Here's what you need: chocolate sandwich cookies, unflavored gelatin, espresso, rum, water, sugar, dark chocolate powder, heavy cream, vanilla extract, whipping cream, mascarpone cheese, powdered sugar
Provided by Steph Cozza
Categories Desserts
Yield 8 servings
Number Of Ingredients 12
Steps:
- Crush cookies in a bag and set aside.
- Mix cold espresso and rum in a small bowl. Mix in gelatin and let stand for 2 minutes.
- Add boiling water and stir until gelatin is completely dissolved.
- Mix sugar and cocoa in large bowl.
- Add whipping cream and vanilla. With an electric mixer, beat on medium speed until stiff.

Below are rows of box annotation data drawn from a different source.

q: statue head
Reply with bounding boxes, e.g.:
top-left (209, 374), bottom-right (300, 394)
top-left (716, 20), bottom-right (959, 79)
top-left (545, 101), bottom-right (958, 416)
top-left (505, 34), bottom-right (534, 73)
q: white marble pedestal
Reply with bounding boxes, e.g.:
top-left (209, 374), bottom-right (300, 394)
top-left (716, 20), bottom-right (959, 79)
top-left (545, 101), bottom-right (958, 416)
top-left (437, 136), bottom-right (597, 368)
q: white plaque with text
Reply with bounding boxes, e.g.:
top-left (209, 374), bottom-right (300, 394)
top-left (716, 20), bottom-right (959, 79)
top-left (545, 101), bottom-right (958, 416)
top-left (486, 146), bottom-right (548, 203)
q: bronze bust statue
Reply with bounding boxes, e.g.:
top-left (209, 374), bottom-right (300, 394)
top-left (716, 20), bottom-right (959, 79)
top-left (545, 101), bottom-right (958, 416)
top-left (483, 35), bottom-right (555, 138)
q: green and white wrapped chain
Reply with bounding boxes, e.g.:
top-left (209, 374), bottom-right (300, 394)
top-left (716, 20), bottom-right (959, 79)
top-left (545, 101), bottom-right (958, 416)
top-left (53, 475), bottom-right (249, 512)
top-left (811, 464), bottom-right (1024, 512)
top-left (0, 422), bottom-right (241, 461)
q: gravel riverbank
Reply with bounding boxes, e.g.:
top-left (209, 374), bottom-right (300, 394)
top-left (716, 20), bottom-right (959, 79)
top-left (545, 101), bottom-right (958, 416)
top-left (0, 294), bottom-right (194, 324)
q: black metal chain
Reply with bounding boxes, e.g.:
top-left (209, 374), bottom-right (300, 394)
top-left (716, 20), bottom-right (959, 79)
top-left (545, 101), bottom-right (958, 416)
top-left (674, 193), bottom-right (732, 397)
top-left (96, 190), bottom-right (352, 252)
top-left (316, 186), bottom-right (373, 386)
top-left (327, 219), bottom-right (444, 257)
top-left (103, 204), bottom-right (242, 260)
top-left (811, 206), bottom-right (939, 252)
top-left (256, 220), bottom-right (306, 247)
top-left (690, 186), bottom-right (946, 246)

- Pour in gelatin mixture and beat until well-blended.
- Add ½-inch (1.5 cm) layers of crushed cookies to dessert dishes, then scoop mousse into dishes and refrigerate for at least 30 minutes.
- While mousse is chilling, whip cream in a cold bowl until soft peaks form. Add mascarpone and powdered sugar and continue whipping until stiff peaks form.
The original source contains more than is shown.